Algorithms and Data Structures in Go: Strings

I’m generally interested in algorithms and data structures, and looking for a job, so I’m working through some questions in Cracking the Coding Interview (note: affiliate link). The code in the book is mostly Java, but I prefer Go, so I thought it would be fun to do a series of posts on algorithms and data structures in Go, since most content out there is in Python, Java, C++, and so on.

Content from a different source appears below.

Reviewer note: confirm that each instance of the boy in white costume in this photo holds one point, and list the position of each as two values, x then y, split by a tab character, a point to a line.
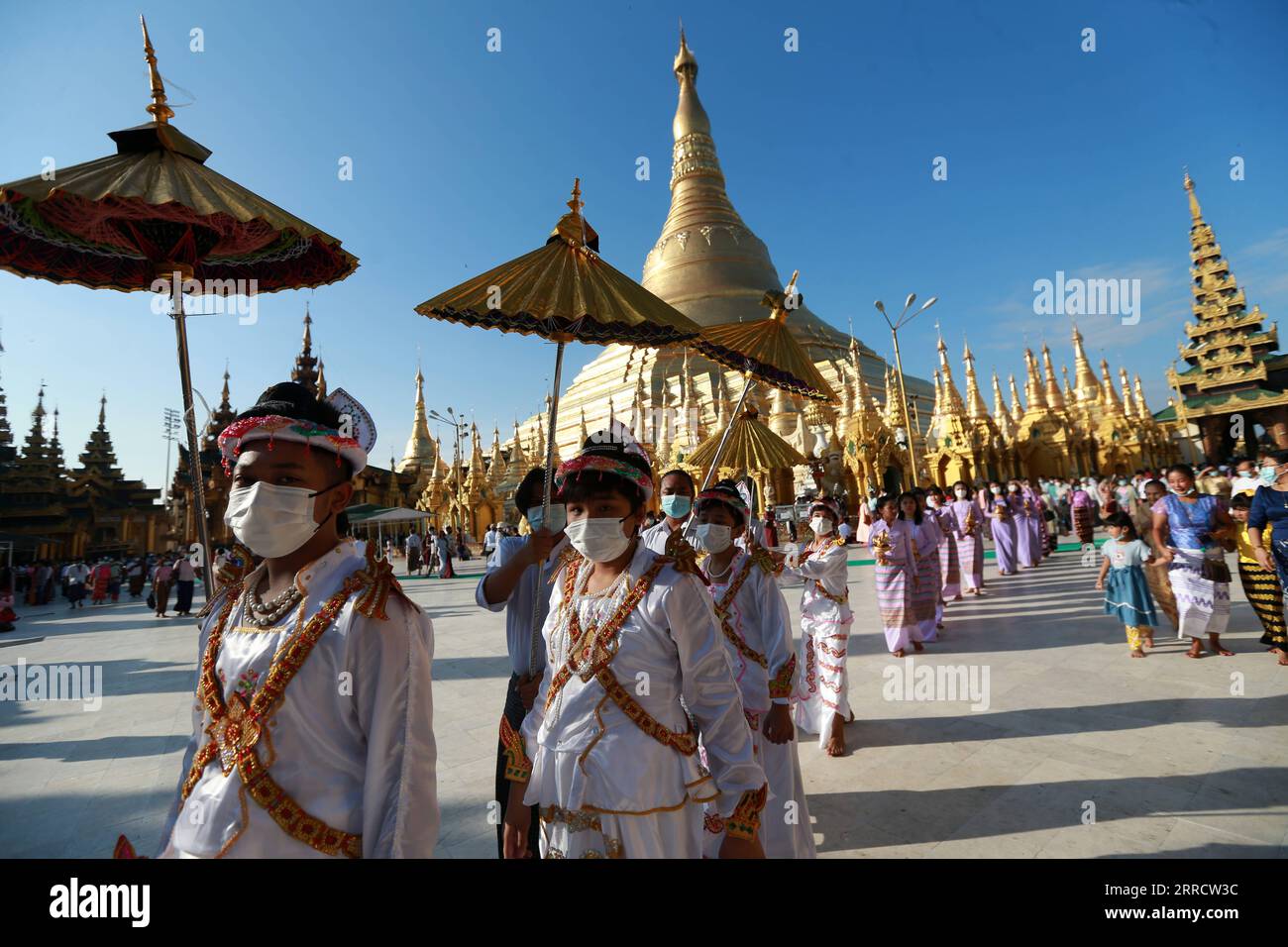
312	724
823	702
758	637
608	751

I also wanted to write down my thought process while working on these problems, at the risk of appearing unintelligent for not knowing the solutions immediately. I’m a software engineer with 8 years of industry experience, so perhaps these posts can serve as a reminder that most people, including professionals, need to brush up on CS before interviewing. If you catch yourself wondering, “why is he doing that? That’s wrong!” you’re probably right, and maybe this post isn’t for you.

I’m starting with a string problem: “implement an algorithm to check if a string has all unique characters.”

My first instinct is to loop over the string, use a map to increment a counter for each letter, then check the map to see if any count is > 1. If yes, we’ll stop and return false, but if every count is <= 1 we’ll return true. So let’s do that:

func HasOnlyUniqueChars(s string) bool {
	m := map[rune]int{}
	for _, r := range s {
		m[r] += 1
	}

	for _, v := range m {
		if v > 1 {
			return false
		}
	}

	return true
}

I will mention that in Go, when looping over a string, we get runes. I won’t go into detail about that here since it’s not entirely relevant to the algorithm itself, but take a look at that link if you’re interested.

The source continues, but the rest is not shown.